Amazon, IBM, and Dell helped build China's surveillance state brick by brick, investigation finds | Fortune
Briefly

Amazon, IBM, and Dell helped build China's surveillance state brick by brick, investigation finds | Fortune
"The body camera hung from the top of the IV drip, recording the slightest twitch made by Yang Guoliang as he lay bloody and paralyzed in a hospital bed after a police beating with bricks. By then, surveillance was nothing new for the Yang family in rural China, snared in an intricate network based on U.S. technology that spies on them and predicts what they'll do."
"Their train tickets, hotel bookings, purchases, text messages and phone calls are forwarded to the government. Their house is ringed with more than a dozen cameras. They've tried to go to Beijing 20 times in the past few years, but masked men show up and grab them, often before they depart. And last year, Yang's wife and younger daughter were detained and now face trial for disrupting the work of the Chinese state - a crime carrying a sentence of up to a decade"
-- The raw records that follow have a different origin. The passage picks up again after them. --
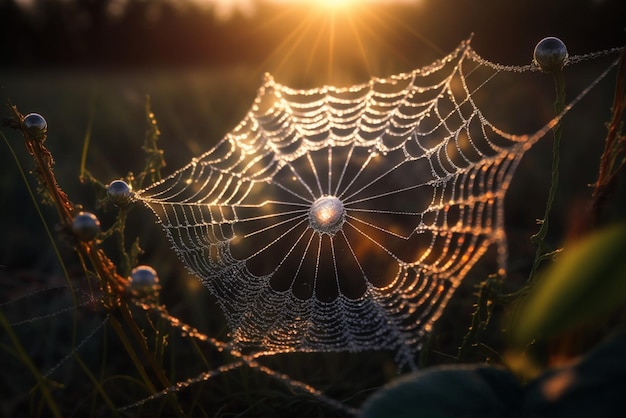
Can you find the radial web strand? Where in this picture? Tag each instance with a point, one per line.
(343, 219)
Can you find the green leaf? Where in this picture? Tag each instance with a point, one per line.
(587, 282)
(460, 391)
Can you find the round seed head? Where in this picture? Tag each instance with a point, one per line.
(144, 281)
(550, 55)
(119, 192)
(36, 126)
(85, 226)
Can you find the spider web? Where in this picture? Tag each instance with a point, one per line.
(343, 219)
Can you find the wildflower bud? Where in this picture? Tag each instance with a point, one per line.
(120, 193)
(550, 55)
(36, 126)
(85, 226)
(144, 281)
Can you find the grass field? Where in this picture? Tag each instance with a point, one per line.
(194, 110)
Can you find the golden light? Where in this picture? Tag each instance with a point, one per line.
(336, 4)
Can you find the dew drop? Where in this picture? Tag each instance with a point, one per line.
(550, 55)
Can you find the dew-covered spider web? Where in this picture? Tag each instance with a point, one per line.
(343, 219)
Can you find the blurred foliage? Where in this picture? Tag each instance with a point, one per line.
(175, 33)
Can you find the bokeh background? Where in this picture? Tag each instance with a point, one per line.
(87, 66)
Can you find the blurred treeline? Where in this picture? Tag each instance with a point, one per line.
(183, 33)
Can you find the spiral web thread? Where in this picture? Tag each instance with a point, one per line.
(420, 176)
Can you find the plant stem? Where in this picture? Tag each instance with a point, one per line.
(539, 238)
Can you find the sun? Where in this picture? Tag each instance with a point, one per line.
(336, 4)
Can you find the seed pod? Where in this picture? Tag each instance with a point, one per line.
(85, 226)
(36, 126)
(120, 193)
(550, 55)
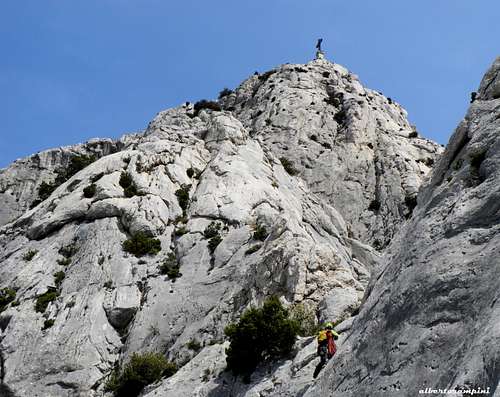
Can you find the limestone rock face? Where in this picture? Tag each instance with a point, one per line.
(325, 171)
(432, 314)
(354, 147)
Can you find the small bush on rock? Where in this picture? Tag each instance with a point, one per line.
(47, 324)
(183, 197)
(265, 333)
(253, 249)
(7, 295)
(29, 255)
(141, 244)
(260, 233)
(140, 371)
(212, 230)
(288, 166)
(225, 92)
(89, 191)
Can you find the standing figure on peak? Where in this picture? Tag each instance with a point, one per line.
(318, 45)
(326, 346)
(319, 52)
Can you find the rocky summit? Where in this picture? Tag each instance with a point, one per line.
(300, 184)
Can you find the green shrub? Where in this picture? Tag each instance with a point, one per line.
(108, 284)
(128, 185)
(64, 262)
(29, 255)
(140, 371)
(212, 230)
(47, 324)
(204, 104)
(265, 333)
(68, 251)
(141, 244)
(260, 233)
(213, 243)
(58, 278)
(170, 267)
(225, 92)
(7, 295)
(89, 191)
(194, 345)
(289, 166)
(43, 300)
(374, 205)
(183, 197)
(253, 249)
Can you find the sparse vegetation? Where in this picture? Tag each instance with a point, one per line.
(183, 197)
(374, 205)
(260, 233)
(252, 249)
(265, 333)
(43, 300)
(58, 278)
(212, 230)
(288, 166)
(225, 92)
(194, 345)
(68, 251)
(29, 255)
(7, 295)
(140, 371)
(89, 191)
(64, 262)
(170, 267)
(141, 244)
(47, 324)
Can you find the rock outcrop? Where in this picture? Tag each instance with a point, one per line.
(432, 313)
(292, 189)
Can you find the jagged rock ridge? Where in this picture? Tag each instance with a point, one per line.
(432, 313)
(102, 304)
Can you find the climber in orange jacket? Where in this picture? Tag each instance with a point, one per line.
(326, 346)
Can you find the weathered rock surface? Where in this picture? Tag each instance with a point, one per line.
(432, 312)
(355, 185)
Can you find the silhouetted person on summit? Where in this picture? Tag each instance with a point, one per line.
(318, 44)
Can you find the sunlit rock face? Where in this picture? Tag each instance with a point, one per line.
(308, 176)
(432, 314)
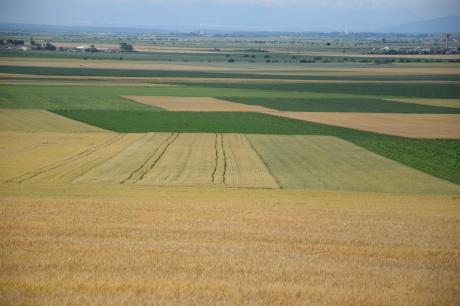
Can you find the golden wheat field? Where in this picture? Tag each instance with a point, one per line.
(405, 125)
(198, 104)
(32, 120)
(226, 246)
(226, 160)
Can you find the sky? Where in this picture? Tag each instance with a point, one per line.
(228, 15)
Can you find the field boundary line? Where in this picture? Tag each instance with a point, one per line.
(29, 175)
(263, 161)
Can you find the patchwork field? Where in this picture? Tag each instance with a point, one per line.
(200, 182)
(225, 160)
(134, 244)
(455, 103)
(406, 125)
(197, 104)
(328, 163)
(40, 121)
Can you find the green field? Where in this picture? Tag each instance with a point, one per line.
(109, 98)
(61, 71)
(440, 158)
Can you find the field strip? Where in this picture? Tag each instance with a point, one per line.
(190, 161)
(79, 83)
(13, 144)
(406, 125)
(329, 163)
(434, 102)
(249, 80)
(150, 162)
(30, 175)
(197, 104)
(262, 68)
(28, 120)
(226, 246)
(210, 160)
(45, 148)
(129, 163)
(243, 167)
(218, 174)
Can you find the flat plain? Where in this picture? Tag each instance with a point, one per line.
(135, 244)
(197, 104)
(27, 120)
(406, 125)
(171, 177)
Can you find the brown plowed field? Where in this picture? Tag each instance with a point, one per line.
(198, 104)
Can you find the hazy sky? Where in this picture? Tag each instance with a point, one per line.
(281, 15)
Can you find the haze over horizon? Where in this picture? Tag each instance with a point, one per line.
(233, 15)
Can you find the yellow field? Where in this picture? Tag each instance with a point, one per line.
(31, 120)
(435, 102)
(329, 163)
(170, 159)
(143, 245)
(406, 125)
(198, 104)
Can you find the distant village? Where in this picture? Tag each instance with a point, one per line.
(446, 49)
(13, 44)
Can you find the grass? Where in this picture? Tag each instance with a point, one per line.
(231, 246)
(108, 98)
(437, 157)
(67, 71)
(54, 97)
(32, 120)
(353, 105)
(329, 163)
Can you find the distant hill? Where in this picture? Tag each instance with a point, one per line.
(449, 24)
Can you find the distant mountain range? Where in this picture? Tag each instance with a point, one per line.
(449, 24)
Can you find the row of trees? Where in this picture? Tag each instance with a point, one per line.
(15, 42)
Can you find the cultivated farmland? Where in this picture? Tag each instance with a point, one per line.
(40, 121)
(116, 244)
(406, 125)
(199, 172)
(197, 104)
(225, 160)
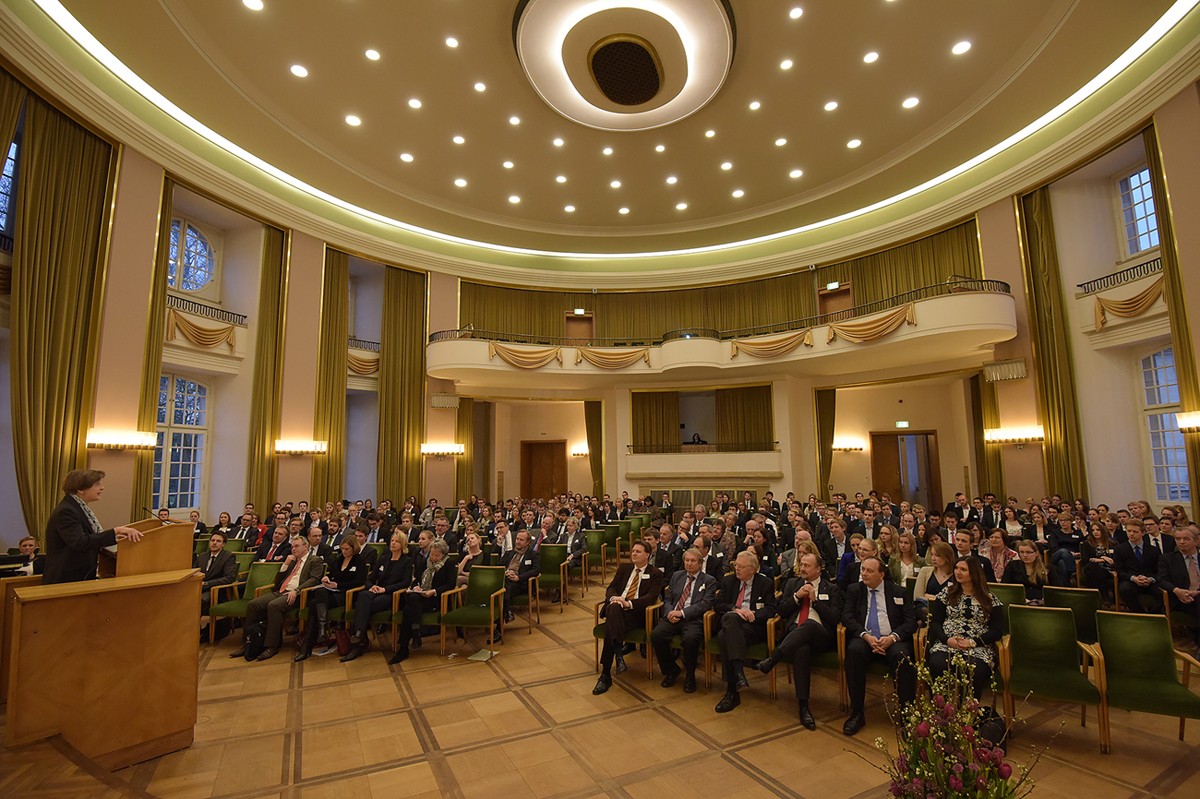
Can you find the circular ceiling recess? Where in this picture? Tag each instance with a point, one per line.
(625, 66)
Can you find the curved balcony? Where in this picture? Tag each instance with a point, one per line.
(934, 324)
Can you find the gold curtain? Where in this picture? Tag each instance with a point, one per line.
(984, 415)
(593, 422)
(1129, 307)
(401, 385)
(151, 358)
(264, 400)
(329, 416)
(874, 326)
(609, 359)
(465, 433)
(745, 420)
(1176, 305)
(198, 334)
(1062, 450)
(826, 406)
(63, 216)
(525, 358)
(655, 421)
(772, 347)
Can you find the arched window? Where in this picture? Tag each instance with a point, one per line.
(193, 259)
(1161, 402)
(183, 443)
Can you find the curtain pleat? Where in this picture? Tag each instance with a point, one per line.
(151, 358)
(264, 402)
(593, 422)
(826, 401)
(465, 433)
(745, 420)
(329, 416)
(1062, 450)
(1176, 305)
(401, 385)
(655, 421)
(61, 222)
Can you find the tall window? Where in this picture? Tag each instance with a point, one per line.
(1161, 402)
(183, 438)
(1138, 212)
(193, 259)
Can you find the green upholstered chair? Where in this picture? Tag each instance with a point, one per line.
(1041, 656)
(479, 604)
(1084, 602)
(636, 636)
(1135, 666)
(261, 577)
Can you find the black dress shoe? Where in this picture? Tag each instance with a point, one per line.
(730, 701)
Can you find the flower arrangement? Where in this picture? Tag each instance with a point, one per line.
(941, 752)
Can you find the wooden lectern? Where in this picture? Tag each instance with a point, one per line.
(111, 664)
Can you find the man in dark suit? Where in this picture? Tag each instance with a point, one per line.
(690, 593)
(635, 587)
(880, 624)
(745, 602)
(300, 570)
(1137, 565)
(811, 611)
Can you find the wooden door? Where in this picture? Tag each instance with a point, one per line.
(543, 469)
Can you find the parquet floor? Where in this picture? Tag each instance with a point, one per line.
(526, 725)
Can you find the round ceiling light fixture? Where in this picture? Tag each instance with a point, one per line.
(619, 65)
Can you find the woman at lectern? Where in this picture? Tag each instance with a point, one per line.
(73, 535)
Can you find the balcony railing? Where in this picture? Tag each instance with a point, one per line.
(207, 311)
(1120, 278)
(957, 286)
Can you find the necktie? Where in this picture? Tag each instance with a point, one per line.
(687, 590)
(634, 584)
(873, 614)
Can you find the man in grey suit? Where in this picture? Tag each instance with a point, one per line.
(689, 596)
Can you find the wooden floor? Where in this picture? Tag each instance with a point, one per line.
(526, 725)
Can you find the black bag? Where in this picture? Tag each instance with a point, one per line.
(256, 641)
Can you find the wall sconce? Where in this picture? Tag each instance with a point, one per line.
(1027, 434)
(1188, 421)
(441, 450)
(120, 439)
(299, 446)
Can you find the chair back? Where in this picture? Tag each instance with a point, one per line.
(1084, 602)
(261, 574)
(1137, 647)
(484, 582)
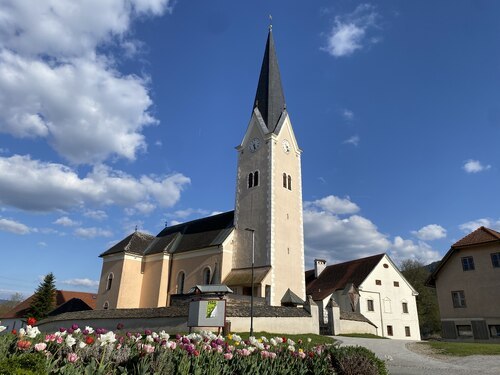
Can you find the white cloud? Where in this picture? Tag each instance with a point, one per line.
(348, 114)
(334, 205)
(92, 232)
(475, 166)
(354, 140)
(81, 282)
(12, 226)
(472, 225)
(96, 214)
(56, 85)
(66, 222)
(430, 232)
(328, 236)
(349, 31)
(38, 186)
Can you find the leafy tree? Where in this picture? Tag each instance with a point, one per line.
(13, 301)
(44, 298)
(428, 310)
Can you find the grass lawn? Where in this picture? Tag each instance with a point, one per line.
(461, 349)
(363, 335)
(315, 339)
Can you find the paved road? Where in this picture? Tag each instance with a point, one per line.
(402, 361)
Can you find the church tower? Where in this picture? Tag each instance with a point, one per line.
(269, 192)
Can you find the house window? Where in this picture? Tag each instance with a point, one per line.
(405, 307)
(464, 330)
(407, 331)
(110, 281)
(206, 276)
(495, 260)
(180, 282)
(494, 330)
(467, 263)
(389, 331)
(458, 298)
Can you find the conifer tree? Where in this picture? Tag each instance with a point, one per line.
(44, 298)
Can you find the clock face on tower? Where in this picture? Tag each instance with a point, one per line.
(254, 144)
(286, 146)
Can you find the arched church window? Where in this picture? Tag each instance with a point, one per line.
(206, 276)
(110, 281)
(180, 282)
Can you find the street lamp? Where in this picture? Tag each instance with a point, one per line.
(251, 295)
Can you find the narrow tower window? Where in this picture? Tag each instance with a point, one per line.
(206, 276)
(180, 282)
(110, 281)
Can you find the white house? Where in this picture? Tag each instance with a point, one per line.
(372, 288)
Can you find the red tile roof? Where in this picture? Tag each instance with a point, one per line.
(62, 296)
(336, 276)
(479, 236)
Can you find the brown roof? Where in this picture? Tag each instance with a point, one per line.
(62, 296)
(336, 276)
(134, 243)
(481, 235)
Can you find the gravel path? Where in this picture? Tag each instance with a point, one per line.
(413, 358)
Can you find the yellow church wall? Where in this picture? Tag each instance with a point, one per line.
(131, 283)
(192, 264)
(288, 250)
(155, 280)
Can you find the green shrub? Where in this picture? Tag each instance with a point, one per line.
(356, 360)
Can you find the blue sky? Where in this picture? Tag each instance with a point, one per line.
(126, 112)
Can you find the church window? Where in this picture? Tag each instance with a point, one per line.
(206, 276)
(180, 282)
(110, 281)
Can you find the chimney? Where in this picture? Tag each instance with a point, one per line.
(319, 266)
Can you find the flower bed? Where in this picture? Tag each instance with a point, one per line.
(87, 351)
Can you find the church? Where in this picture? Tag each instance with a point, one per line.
(261, 239)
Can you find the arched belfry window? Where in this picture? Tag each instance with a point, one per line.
(180, 282)
(206, 276)
(110, 281)
(253, 179)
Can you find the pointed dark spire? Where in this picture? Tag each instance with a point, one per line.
(269, 98)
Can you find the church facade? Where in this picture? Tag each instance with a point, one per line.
(264, 230)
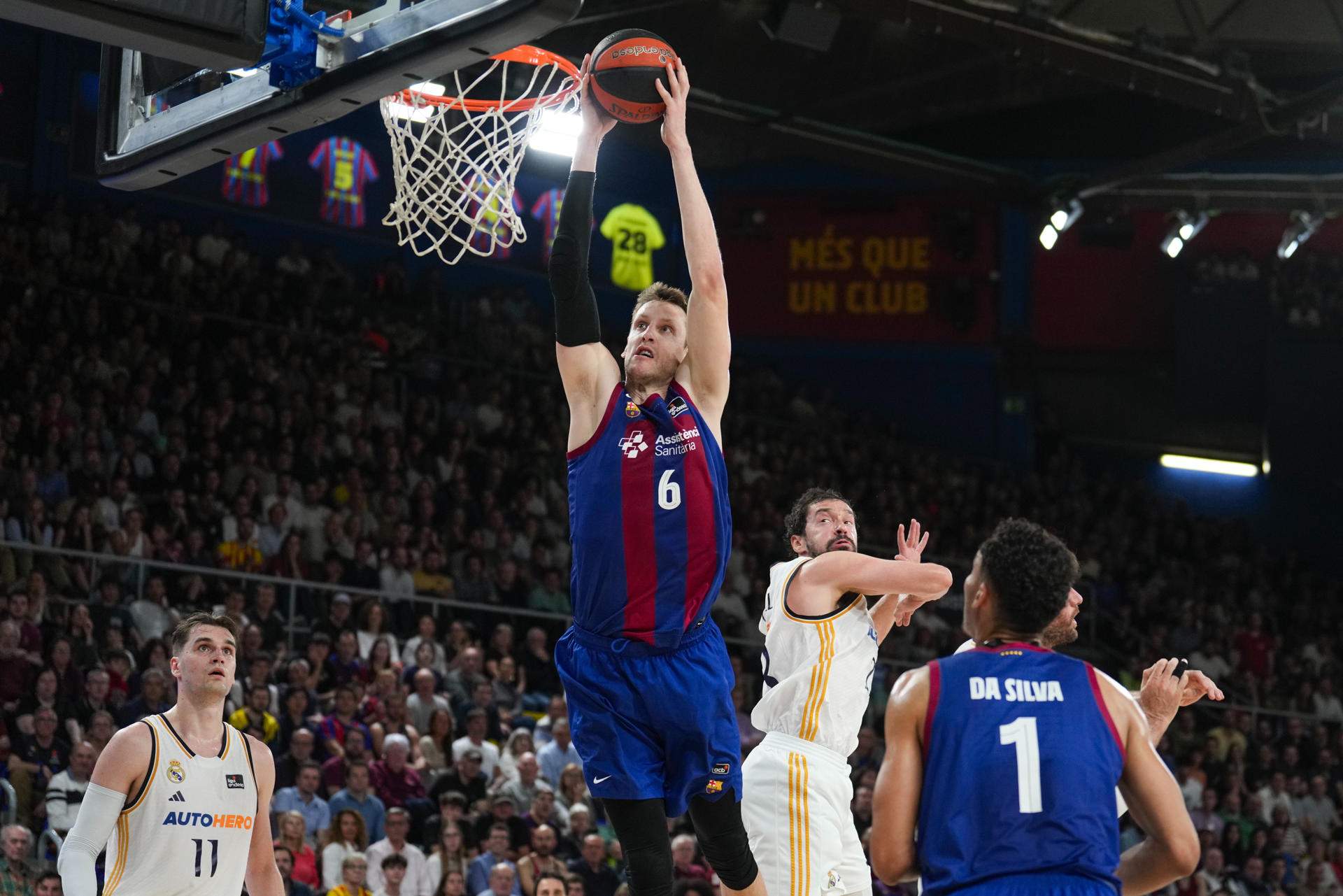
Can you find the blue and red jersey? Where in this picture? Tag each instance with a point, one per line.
(1021, 760)
(246, 175)
(346, 169)
(649, 519)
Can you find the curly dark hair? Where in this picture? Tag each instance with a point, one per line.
(1032, 571)
(797, 520)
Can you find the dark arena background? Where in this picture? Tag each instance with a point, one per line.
(1068, 259)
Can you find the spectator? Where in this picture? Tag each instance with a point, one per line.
(346, 837)
(372, 623)
(394, 874)
(257, 715)
(540, 862)
(395, 844)
(336, 769)
(353, 876)
(1316, 811)
(397, 782)
(285, 862)
(591, 865)
(465, 778)
(423, 702)
(292, 834)
(449, 859)
(493, 852)
(66, 790)
(17, 871)
(301, 744)
(48, 884)
(528, 783)
(504, 811)
(302, 799)
(519, 742)
(359, 797)
(436, 744)
(503, 881)
(426, 633)
(557, 754)
(242, 553)
(474, 739)
(337, 723)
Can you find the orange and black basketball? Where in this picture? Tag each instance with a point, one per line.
(625, 67)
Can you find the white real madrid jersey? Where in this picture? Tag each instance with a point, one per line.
(188, 829)
(817, 671)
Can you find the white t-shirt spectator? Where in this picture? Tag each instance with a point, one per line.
(415, 881)
(489, 754)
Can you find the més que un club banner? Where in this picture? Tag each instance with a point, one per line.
(915, 269)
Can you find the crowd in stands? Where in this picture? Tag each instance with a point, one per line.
(1305, 292)
(176, 397)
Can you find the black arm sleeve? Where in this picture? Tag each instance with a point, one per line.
(576, 321)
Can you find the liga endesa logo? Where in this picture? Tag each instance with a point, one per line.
(206, 820)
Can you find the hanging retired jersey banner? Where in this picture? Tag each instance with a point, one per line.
(246, 175)
(346, 167)
(634, 234)
(915, 269)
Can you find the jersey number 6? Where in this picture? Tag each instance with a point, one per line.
(669, 493)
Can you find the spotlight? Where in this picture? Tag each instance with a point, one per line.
(1302, 229)
(1185, 229)
(1064, 217)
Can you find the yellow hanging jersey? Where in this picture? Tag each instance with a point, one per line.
(188, 830)
(634, 234)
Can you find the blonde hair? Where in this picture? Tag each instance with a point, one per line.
(660, 292)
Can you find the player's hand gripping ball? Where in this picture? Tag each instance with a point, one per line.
(625, 71)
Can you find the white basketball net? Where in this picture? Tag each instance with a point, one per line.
(455, 169)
A rural Chinese family faces constant, invasive surveillance after local officials seized their land. Cameras, body cams and data feeds from train tickets, hotel bookings, purchases, texts and calls feed authorities and restrict movement. Masked men intercept attempts to travel and family members have been detained and charged with disrupting state work. Physical violence, including a police beating with bricks, has harmed family members. American technology and companies supplied much of the hardware and software underpinning the network. The surveillance apparatus broadly monitors, predicts and constrains daily life for those tagged as troublemakers.